Numerous studies have proved that the functional and mechanical behaviors as well as chemical and physical properties of biomaterials can be affected by different surface modification techniques [151]. Although plenty of coating methods such as electrodeposition [152], sol-gel and dipping [153], chemical conversion [154], anodization [155], vapor deposition [156], spin [157], and alkali treatment [158] have been proposed to inhibit rapid corrosion of Mg and its alloys, just few of them are effective and flexible enough for the formation of a uniform coating with desired thickness on the non-flat surfaces such as wires. Simultaneously, the adhesion between the substrate and the coating film is another concern that should be considered. Finally, prevention from deteriorating the mechanical properties of the substrate as much as possible is the third consideration in the selection of an adequate coating method. To summarize, it is claimed that only sol-gel preparation combined with dip coating and alkali treatment can meet all of the three mentioned requirements which make them suitable and cost-effective methods for the coating of Mg-based wires [151,159].
The composition of the coating is another critically important parameter. An ideal coating material for bone applications should be able to enhance the biocompatibility and osteointegration properties of Mg-based alloys and simultaneously increase the corrosion resistance. As discussed in Section 2.1.1, coating with Mg(OH)2 [159,160] could enhance bone formation and passivate the Mg-based wires to decrease the corrosion rate as well. The synthetic calcium phosphate coatings [151,161,162] can definitely facilitate the new bone formation.

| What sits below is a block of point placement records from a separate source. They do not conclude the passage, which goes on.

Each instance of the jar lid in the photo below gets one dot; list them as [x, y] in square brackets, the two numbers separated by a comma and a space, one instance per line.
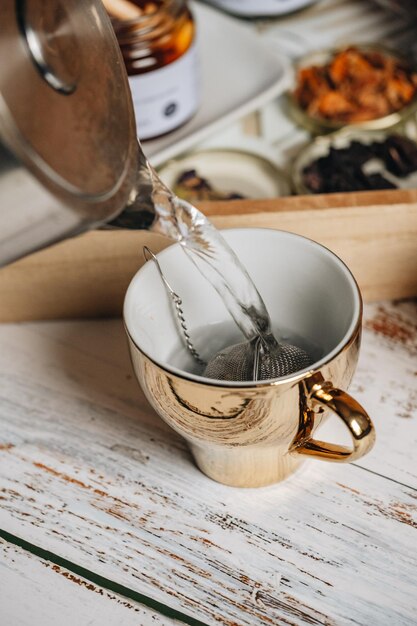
[65, 104]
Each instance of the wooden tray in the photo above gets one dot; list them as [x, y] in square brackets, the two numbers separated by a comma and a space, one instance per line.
[375, 233]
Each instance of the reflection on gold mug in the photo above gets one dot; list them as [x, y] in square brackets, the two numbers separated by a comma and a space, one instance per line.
[253, 434]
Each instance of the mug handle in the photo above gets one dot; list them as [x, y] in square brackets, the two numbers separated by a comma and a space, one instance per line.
[352, 414]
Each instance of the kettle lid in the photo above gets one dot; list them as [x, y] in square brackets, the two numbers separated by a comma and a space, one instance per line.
[65, 104]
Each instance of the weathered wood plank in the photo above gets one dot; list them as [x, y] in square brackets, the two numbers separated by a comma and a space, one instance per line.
[90, 473]
[373, 232]
[34, 591]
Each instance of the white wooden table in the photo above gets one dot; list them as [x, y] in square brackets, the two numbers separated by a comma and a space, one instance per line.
[105, 520]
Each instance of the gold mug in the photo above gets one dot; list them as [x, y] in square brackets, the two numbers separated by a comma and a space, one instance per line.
[249, 434]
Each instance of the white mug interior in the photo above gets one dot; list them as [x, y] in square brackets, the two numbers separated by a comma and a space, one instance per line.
[306, 288]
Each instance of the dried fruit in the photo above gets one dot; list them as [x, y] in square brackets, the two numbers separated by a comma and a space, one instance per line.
[355, 86]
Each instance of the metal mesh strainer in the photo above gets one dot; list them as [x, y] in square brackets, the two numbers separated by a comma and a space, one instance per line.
[260, 358]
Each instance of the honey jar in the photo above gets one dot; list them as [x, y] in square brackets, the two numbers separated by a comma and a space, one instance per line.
[157, 40]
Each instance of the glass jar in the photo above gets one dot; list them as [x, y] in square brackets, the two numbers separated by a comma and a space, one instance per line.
[157, 40]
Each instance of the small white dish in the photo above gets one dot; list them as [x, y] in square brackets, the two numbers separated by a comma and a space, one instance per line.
[239, 75]
[252, 8]
[231, 171]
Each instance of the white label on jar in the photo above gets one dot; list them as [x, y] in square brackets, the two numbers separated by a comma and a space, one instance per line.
[167, 97]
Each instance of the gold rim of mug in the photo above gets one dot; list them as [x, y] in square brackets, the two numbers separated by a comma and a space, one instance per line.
[293, 378]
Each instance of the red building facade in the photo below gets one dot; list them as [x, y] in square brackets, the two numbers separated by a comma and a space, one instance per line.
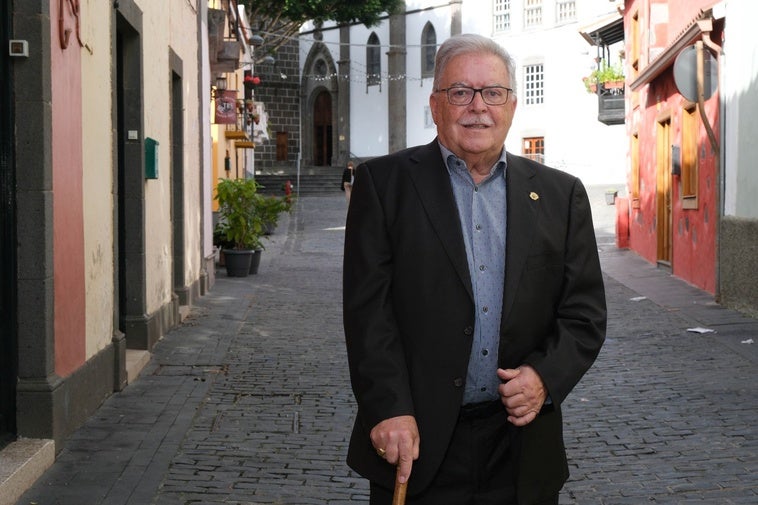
[673, 206]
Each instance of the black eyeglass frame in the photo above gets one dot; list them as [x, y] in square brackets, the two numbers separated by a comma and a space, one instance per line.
[475, 91]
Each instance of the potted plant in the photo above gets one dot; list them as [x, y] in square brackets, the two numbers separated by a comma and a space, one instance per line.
[239, 224]
[611, 77]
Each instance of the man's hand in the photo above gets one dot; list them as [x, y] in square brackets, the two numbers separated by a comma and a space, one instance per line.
[523, 393]
[397, 440]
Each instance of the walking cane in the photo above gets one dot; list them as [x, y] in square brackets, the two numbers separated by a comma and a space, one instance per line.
[398, 498]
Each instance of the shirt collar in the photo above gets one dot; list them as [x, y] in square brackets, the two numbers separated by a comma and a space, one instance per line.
[453, 162]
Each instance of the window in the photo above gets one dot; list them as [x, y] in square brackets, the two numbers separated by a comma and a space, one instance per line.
[373, 61]
[428, 50]
[565, 11]
[534, 148]
[689, 169]
[635, 45]
[533, 84]
[532, 13]
[502, 15]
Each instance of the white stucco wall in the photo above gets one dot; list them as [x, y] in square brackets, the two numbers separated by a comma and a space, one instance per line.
[97, 184]
[739, 88]
[575, 141]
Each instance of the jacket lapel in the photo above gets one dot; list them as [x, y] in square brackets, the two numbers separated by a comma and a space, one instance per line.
[432, 182]
[524, 202]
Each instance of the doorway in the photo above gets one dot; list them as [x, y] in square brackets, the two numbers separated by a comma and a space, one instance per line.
[663, 192]
[129, 218]
[177, 184]
[322, 129]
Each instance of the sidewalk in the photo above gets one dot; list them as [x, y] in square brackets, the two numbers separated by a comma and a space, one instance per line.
[249, 403]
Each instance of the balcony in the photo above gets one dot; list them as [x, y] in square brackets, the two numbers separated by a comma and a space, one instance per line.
[610, 101]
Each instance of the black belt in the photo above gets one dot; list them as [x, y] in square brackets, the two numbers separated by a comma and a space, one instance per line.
[481, 410]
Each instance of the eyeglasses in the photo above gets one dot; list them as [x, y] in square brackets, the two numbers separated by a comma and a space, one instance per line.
[463, 95]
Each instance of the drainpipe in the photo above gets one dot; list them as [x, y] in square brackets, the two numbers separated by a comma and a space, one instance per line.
[706, 40]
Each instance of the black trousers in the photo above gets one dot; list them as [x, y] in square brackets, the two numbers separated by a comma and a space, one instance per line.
[480, 466]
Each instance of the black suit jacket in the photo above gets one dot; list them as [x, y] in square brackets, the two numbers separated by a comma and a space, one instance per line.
[409, 309]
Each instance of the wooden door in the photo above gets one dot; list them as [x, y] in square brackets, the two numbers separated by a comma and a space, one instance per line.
[322, 129]
[663, 192]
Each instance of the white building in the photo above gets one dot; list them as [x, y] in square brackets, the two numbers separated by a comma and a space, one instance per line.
[365, 91]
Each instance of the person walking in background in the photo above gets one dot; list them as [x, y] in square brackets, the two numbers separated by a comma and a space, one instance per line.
[348, 175]
[473, 301]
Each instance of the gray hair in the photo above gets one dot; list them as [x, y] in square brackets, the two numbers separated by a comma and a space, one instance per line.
[468, 43]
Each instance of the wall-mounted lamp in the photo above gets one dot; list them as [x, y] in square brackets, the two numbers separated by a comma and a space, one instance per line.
[219, 87]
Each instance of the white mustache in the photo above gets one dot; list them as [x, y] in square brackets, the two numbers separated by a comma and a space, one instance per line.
[477, 122]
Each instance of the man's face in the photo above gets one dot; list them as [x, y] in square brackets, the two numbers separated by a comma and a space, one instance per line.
[476, 129]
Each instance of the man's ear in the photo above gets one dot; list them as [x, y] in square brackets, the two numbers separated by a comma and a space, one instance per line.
[433, 104]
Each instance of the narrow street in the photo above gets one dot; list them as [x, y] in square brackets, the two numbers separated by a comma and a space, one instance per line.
[249, 403]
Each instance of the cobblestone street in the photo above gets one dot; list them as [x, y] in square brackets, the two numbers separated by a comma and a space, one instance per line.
[249, 403]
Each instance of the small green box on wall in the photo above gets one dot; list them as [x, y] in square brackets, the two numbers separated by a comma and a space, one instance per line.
[151, 158]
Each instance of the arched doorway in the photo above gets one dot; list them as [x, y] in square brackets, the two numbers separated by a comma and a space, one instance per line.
[322, 129]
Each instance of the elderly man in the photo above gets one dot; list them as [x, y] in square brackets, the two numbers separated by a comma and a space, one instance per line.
[473, 301]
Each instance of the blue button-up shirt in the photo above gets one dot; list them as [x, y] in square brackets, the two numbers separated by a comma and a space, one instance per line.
[482, 211]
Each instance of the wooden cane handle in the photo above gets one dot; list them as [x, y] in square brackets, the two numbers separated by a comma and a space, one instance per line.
[398, 498]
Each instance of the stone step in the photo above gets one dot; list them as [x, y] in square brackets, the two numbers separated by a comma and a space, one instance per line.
[325, 182]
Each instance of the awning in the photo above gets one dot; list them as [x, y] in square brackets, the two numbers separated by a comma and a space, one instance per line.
[693, 32]
[604, 31]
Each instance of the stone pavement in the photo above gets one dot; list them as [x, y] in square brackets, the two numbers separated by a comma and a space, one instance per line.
[249, 403]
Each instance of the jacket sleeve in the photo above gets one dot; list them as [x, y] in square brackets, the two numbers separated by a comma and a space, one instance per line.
[580, 308]
[376, 358]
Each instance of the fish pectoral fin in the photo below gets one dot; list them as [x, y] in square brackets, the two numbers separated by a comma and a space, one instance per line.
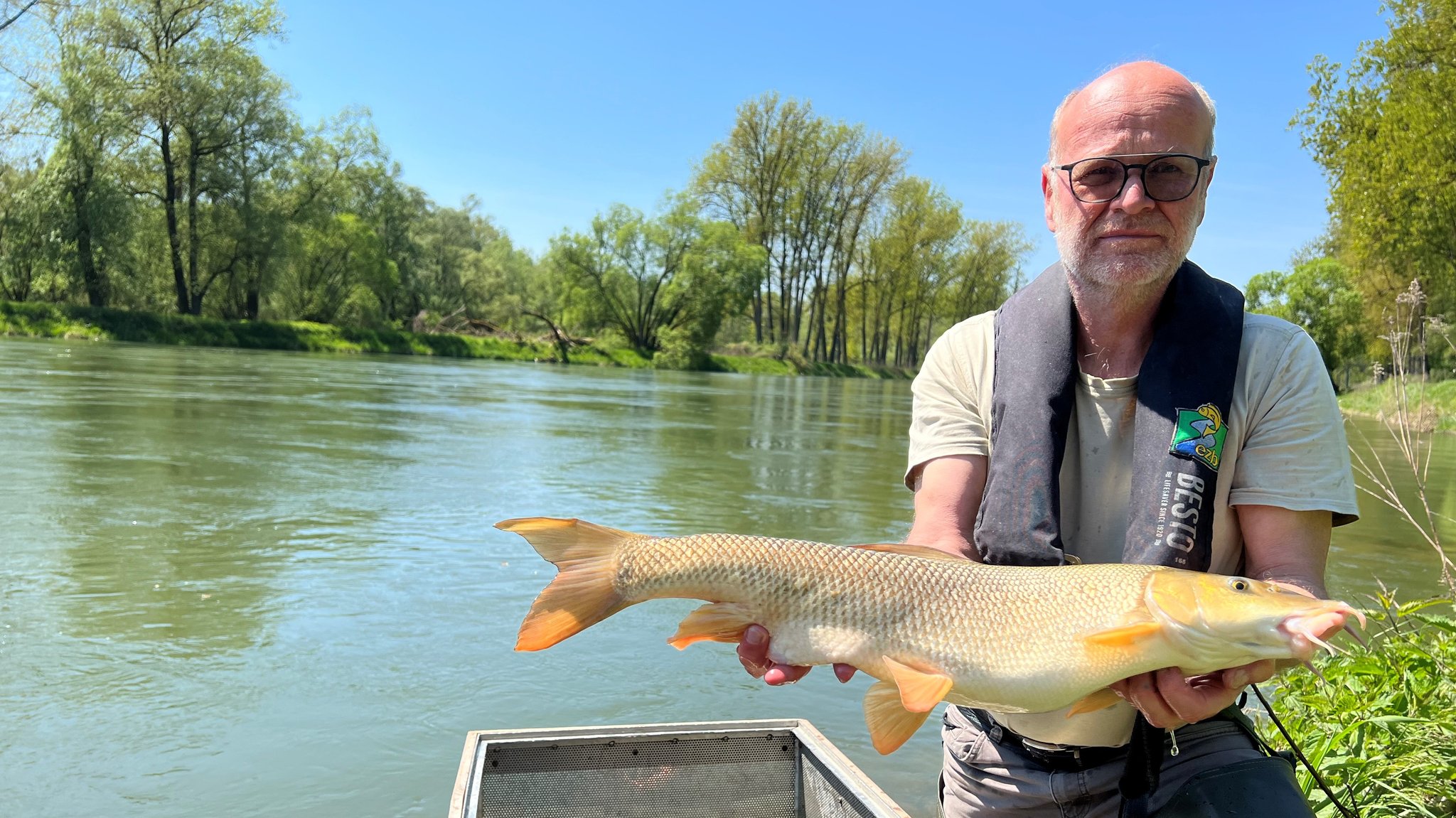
[715, 622]
[911, 551]
[1093, 702]
[890, 723]
[919, 690]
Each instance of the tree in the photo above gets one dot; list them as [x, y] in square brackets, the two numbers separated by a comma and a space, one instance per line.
[194, 87]
[1321, 297]
[1385, 133]
[644, 277]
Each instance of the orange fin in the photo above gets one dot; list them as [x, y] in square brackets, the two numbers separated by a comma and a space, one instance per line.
[1097, 701]
[919, 690]
[890, 723]
[1125, 633]
[911, 551]
[715, 622]
[583, 591]
[1133, 626]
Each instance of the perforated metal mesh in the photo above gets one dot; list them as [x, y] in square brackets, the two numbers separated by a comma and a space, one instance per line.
[825, 795]
[661, 777]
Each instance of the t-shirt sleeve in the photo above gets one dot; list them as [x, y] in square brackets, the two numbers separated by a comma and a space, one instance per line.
[1295, 455]
[947, 415]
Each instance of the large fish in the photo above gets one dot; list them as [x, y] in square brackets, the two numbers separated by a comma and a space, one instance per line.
[928, 625]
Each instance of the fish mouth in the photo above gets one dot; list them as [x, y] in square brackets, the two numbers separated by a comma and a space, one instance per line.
[1305, 630]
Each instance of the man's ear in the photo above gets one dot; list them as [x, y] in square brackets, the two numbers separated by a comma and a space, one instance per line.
[1214, 162]
[1047, 181]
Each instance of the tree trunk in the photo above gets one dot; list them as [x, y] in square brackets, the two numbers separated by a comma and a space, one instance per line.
[85, 255]
[169, 204]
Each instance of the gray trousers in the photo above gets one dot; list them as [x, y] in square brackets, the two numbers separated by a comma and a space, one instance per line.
[985, 777]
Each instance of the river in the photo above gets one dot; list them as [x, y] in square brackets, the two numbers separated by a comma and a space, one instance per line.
[267, 583]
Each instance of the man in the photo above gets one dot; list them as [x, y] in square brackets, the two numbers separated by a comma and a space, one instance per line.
[1079, 382]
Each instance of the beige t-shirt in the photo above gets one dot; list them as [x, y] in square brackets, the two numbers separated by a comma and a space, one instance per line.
[1285, 447]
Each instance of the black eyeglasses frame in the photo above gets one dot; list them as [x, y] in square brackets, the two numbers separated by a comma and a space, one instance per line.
[1128, 169]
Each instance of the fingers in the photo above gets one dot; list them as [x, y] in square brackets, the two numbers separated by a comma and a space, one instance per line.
[1143, 693]
[785, 674]
[1196, 699]
[753, 655]
[753, 651]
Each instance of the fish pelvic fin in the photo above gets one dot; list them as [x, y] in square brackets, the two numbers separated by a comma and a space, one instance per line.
[919, 690]
[1132, 629]
[584, 591]
[890, 723]
[1093, 702]
[715, 622]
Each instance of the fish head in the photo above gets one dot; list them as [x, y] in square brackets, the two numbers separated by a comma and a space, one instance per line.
[1222, 622]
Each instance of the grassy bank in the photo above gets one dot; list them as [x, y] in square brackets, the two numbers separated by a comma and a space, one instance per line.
[69, 321]
[1378, 723]
[1432, 404]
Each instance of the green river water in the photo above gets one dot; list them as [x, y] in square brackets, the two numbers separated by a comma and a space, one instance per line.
[267, 584]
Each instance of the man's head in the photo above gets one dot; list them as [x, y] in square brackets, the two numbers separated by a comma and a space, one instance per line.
[1135, 112]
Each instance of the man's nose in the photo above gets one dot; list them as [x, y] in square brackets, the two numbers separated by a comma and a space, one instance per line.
[1135, 194]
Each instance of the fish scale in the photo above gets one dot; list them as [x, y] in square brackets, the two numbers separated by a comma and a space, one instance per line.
[929, 626]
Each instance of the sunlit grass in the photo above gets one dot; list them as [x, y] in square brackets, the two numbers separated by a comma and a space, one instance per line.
[1378, 726]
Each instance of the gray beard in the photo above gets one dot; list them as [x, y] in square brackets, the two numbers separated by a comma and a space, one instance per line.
[1118, 276]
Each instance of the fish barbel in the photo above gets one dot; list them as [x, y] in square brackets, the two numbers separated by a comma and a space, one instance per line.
[928, 625]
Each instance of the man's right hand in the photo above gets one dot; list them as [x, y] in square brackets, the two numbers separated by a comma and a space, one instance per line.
[753, 652]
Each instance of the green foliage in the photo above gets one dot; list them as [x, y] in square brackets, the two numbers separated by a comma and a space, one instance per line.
[1379, 726]
[1383, 130]
[1320, 296]
[1435, 402]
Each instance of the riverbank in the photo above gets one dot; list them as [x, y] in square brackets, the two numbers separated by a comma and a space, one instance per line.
[1433, 405]
[100, 323]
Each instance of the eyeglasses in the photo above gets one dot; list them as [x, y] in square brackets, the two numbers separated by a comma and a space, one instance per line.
[1167, 178]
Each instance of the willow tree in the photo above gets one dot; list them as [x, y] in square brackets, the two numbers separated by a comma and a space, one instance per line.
[196, 92]
[801, 188]
[1383, 130]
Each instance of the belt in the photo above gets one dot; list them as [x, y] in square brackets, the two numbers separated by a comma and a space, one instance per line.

The biomimetic coating with pure collagen [163] and collagen-based composites [164] is another promising approach that can be applied in the future studies of Mg-based wires in bone tissue regeneration.

6.2.2. Iron

Despite numerous investigations focused on the surface treatment methods for Mg-based alloys, only few research can be found for surface treatment of pure Fe. Chen et al. [165] suggested using micro-patterned Au disc arrays to accelerate degradation of pure Fe. The proposed approach relied on the galvanic corrosion caused by the Au array [165]. In another research, Fe-O thin films were prepared on pure Fe by plasma immersion ion implantation and deposition in order to improve the biodegradability and biocompatibility [166]. The prepared thin films decreased the degradation rate and enhanced the corrosion behavior [166]. Sandblasting method has been proposed by Zhou et al. [167] as a successful surface treatment for increasing the degradation rate of pure Fe in SBF. The reasons for increasing the corrosion rate were the change of surface composition (in the early stage), high roughness and high density of dislocations [167]. The limited number of researches in the surface treatment methods for Fe-based BM wires indicates that more studies is required to introduce and reveal the potentials of various surface treatments approaches.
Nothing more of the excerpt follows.